# DIY HOB overflow question



## TypeYourTextHere (Apr 20, 2011)

I am planning on building a HOB overflow for my tank. The only problem I am having now is making sure I have calculated the GPH correctly. Basically The way I drew it up(I don't want to take credit for the design, I copied it from another forum) it has a "chamber" that measures 3 3/4 inches x 1/2 inch instead of a "U tube". If I am correct the chamber is the equivalent to a 1 1/2 inch diameter pipe. I calculated the inlet of the chamber to be 1.875 inches. I used another calculator to convert the area of the square to the area of a circle which came to be 1.545 inch diameter, or a 1 1/2 inch pipe. Is this correct?


----------



## Meshuggahn (Jul 31, 2011)

Your math adds up. The area of your 'chamber' is 1.875 inches squared. The area of a circle is PiR^2. This comes out to a radius of .7725 inches. Or a 1.545 diameter.


----------



## TypeYourTextHere (Apr 20, 2011)

I was hoping I did that right. It has been 20 years since I took a math class. Now the only question is if my overflow is going to be able to handle 650 GPH. I never thought I would be doing this kind of math for "fun".


----------



## Meshuggahn (Jul 31, 2011)

I'd imagine you will be fine unless you are taking a round about trip to the 4th floor and back or something crazy. Good luck with your project.


----------



## TypeYourTextHere (Apr 20, 2011)

I don't know what I was thinking when I posted that I wasn't sure if the overflow would be able to handle the 650 GPH I am gonna push through it. The way I have it set up it will be the rough equivalent of a 3 inch pipe. When I get done fabricating this thing I will post pics and what not (if I ever can get started on it).


----------



## bigcountry10 (Sep 24, 2011)

diameter of pipe = how many gallons pipe can handle per hour
.5" = 90 GPH
.75" = 220 GPH
1.0" = 375 GPH
1.25" = 580 GPH
1.5" = 840GPH
2.0" = 1500GPH

So your well within your range


----------



## TypeYourTextHere (Apr 20, 2011)

Yeah, I would say I am going to be fine. If a 1" pipe can handle 375 GPH I can cut the overflow in half the way I currently have is drawn up. As it stands i think the Max GPH that it can handle is probably 1800+ GPH which is far beyond what would ever be pushed through it.


----------



## TypeYourTextHere (Apr 20, 2011)

*Re: DIY HOB overflow issuse*

Okay, I am extremely frustrated at this point. I have built my overflow, well half of it, and it cant even handle a gallon of water dumped from a milk container directly into the pipe through a funnel. The siphon u-tube keeps getting air in it when water is moving through the overflow but not when there is no flow. I have tried to test it in a bucket that is being fed by the bathtub faucet and it can kind of keep up but still has trouble. What am I doing wrong?

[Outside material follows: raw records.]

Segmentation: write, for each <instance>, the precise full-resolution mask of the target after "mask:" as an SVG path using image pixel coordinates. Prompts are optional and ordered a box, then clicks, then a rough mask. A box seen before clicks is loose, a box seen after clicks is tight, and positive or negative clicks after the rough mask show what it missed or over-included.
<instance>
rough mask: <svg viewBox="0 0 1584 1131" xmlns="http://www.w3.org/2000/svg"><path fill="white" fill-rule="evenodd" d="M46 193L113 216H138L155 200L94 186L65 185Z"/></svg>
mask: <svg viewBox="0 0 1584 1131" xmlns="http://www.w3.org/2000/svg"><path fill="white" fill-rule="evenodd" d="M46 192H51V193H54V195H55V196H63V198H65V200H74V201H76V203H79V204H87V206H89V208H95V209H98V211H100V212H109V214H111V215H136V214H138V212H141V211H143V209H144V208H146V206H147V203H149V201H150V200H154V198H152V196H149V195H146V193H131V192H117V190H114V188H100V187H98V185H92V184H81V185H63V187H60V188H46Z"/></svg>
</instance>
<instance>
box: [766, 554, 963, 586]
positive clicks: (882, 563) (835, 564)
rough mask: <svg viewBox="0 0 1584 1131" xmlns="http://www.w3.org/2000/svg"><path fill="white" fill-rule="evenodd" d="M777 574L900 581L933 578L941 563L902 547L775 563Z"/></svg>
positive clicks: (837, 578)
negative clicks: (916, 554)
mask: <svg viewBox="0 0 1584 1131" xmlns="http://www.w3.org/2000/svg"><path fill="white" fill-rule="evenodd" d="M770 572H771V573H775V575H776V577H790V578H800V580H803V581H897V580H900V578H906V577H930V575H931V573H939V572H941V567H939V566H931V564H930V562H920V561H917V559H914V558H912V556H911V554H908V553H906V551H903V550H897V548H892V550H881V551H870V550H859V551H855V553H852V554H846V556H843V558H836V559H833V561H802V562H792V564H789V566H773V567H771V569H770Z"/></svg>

Here is a picture of what I have so far.


----------



## jrman83 (Jul 9, 2010)

This place will fix your problem: CPR AQUATIC, INC - CS Overflows


----------



## TypeYourTextHere (Apr 20, 2011)

jrman83 said:


> This place will fix your problem: CPR AQUATIC, INC - CS Overflows


Actually that place will give me more problems being as I don't have or would I spend $120 on an overflow box.


----------



## jrman83 (Jul 9, 2010)

TypeYourTextHere said:


> Actually that place will give me more problems being as I don't have or would I spend $120 on an overflow box.


Just trying to help out.....

They were the ones I used to use.


----------



## TypeYourTextHere (Apr 20, 2011)

jrman83 said:


> Just trying to help out.....
> 
> They were the ones I used to use.


I wasn't trying to be rude, but there is a reason why I am making an overflow opposed to buying one. It cost me about $20 after everything is said and done to make it.


----------



## aerospot (Jan 7, 2012)

I went with this design. Works Great!
Dramatic AquaScapes - DIY PVC Overflow - Page 1


----------



## darkyputz (Nov 18, 2015)

How did it end up?
I am building the same/similar set up...just not with the upward pipe in the tank...mine is just looking down in the tank side...
And i needed 2 of 3/4 inch pipe versions to get the job done...


----------



## welok (Jul 20, 2015)

darkyputz said:


> How did it end up?
> I am building the same/similar set up...just not with the upward pipe in the tank...mine is just looking down in the tank side...
> And i needed 2 of 3/4 inch pipe versions to get the job done...


If I had to guess, I would say that's one of the reasons you get as much air in yours: with the longer pipe, and keeping it full of water, there is less (but still there) chance of it sucking in bubbles, which then might not get pushed through... 

Also, using larger diameter pipe will increase the GPH and help force the air through, though that would also mean you need a stronger pump, which might not be worth it...

On a DIY overflow, I would put the return as far away from the intake as possible, especially if you have the return above the water level: having the return above the water level will be like a HOB filter, pushing air bubbles into the water.


----------



## darkyputz (Nov 18, 2015)

The return is in the second tank...they are connected by to pipes...and the bubbles might come from my powerhead making super fine bubbles in the water...
But i added an automation to it to get the air out of the bow now...
But still not sleeping through smile


----------